Как всегда, я приветливо улыбнулась, но, не получив ответа, снова погрузилась в чтение. Женщина в цыганской юбке с бахромой и белых теннисках несла картину. Что это, портрет, пейзаж или натюрморт, рассмотреть не удалось, а незнакомка прошла мимо, не поздоровавшись.
Я покачала головой: Груббер есть Груббер, что тут поделаешь. Через полминуты женщина вернулась, все с той же картиной под мышкой.
– Где Сол? – надменно поинтересовалась она. – Мне нужна рама для этой картины, в идеале – сегодня же.
– Разве он не у себя?
– Если только невидимкой стал!
– Не знаю, наверное, отлучился.
– Так вы видели, как он отлучался? – раздраженно поинтересовалась брюнетка.
– Нет, но я...
– Долго он будет отсутствовать?
– Не думаю, – улыбнулась я, – наверное, через черный ход на почту выскользнул. Могу я чем-нибудь помочь?
Женщина взглянула на меня, как на мусор, загрязняющий окружающую среду.
– Пока ничего похожего на помощь я не ощутила! – заявила она. – Подожду ровно пять минут. Если Сол не вернется, уйду. Полдня здесь сидеть не стану, времени и так в обрез, работа поджимает. – Брюнетка оставила картину у моей конторки и прошлась по залу, осматривая полотна, которые мы с Солом развесили пару дней назад. – Убого, – сказала она о первой и двинулась дальше, снабжая односложным комментарием каждую. – Мрачно. Примитивно. Ужасно. Бездарно. Да, вижу, здесь все по-старому!
Картина незнакомки загораживала мне обзор, – наверное, она специально у конторки ее поставила. Но по крайней мере, размер впечатляющий! «Аббертон», – было написано на тыльной стороне печатными буквами.
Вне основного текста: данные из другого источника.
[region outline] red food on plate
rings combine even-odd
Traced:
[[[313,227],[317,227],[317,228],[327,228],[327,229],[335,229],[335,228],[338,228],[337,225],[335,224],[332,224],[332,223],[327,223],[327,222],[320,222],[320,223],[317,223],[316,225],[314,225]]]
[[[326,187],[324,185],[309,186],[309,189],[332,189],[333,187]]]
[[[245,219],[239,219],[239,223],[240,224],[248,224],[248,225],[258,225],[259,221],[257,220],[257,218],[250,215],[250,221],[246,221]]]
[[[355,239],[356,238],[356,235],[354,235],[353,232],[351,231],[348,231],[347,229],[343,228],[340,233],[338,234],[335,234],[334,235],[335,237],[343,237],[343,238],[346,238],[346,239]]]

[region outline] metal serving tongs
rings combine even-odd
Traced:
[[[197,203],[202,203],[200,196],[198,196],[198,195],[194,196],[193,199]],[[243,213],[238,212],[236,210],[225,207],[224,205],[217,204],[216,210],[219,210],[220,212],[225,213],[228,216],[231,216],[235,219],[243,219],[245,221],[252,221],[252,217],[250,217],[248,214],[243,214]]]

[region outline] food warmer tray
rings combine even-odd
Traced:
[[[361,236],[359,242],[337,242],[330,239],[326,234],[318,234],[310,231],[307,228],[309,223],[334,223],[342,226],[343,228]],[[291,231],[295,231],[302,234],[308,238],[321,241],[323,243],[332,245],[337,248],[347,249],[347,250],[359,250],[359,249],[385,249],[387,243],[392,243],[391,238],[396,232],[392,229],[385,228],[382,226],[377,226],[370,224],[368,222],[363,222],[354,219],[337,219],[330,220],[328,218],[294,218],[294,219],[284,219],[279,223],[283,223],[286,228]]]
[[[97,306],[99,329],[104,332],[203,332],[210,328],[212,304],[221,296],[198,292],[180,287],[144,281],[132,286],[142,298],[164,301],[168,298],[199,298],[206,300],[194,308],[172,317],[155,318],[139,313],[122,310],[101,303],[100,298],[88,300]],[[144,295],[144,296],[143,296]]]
Может, это фамилия клиентки?
Откровенное пренебрежение к работам других художников разбудило любопытство: что же принесла Солу грубиянка? Кто бы ни написал эту картину, женщина явно считала ее достойной и ценной, иначе раму бы не заказывала! Я вышла из-за конторки, чтобы взглянуть на шедевр. Женщина, как будто почувствовав, что я поднялась, резко обернулась, и бахрома на цыганской юбке взметнулась. А юбка-то дырявая!
– Что вы делаете? – подозрительно спросила женщина.
Она, видимо, думает, меня к стулу приклеили. Разве я не имею права свободно передвигаться по галерее? В конце концов, я здесь работаю!
Едва я взглянула на картину, душа встрепенулась, пожалуй, даже сильнее, чем от «Чего-то злого». Она гипнотизировала, притягивала как магнит, а ведь я толком не понимала, что на ней. Фон из зеленых, бурых, серых и бордовых мазков словно погрузился в тень, из которой проступала улица с домами по одну сторону. Больше всего улица напоминала веревку с петлей. Разумеется, я смотрела на тупик Мегсон-Кресент, хотя в ту пору еще этого не знала.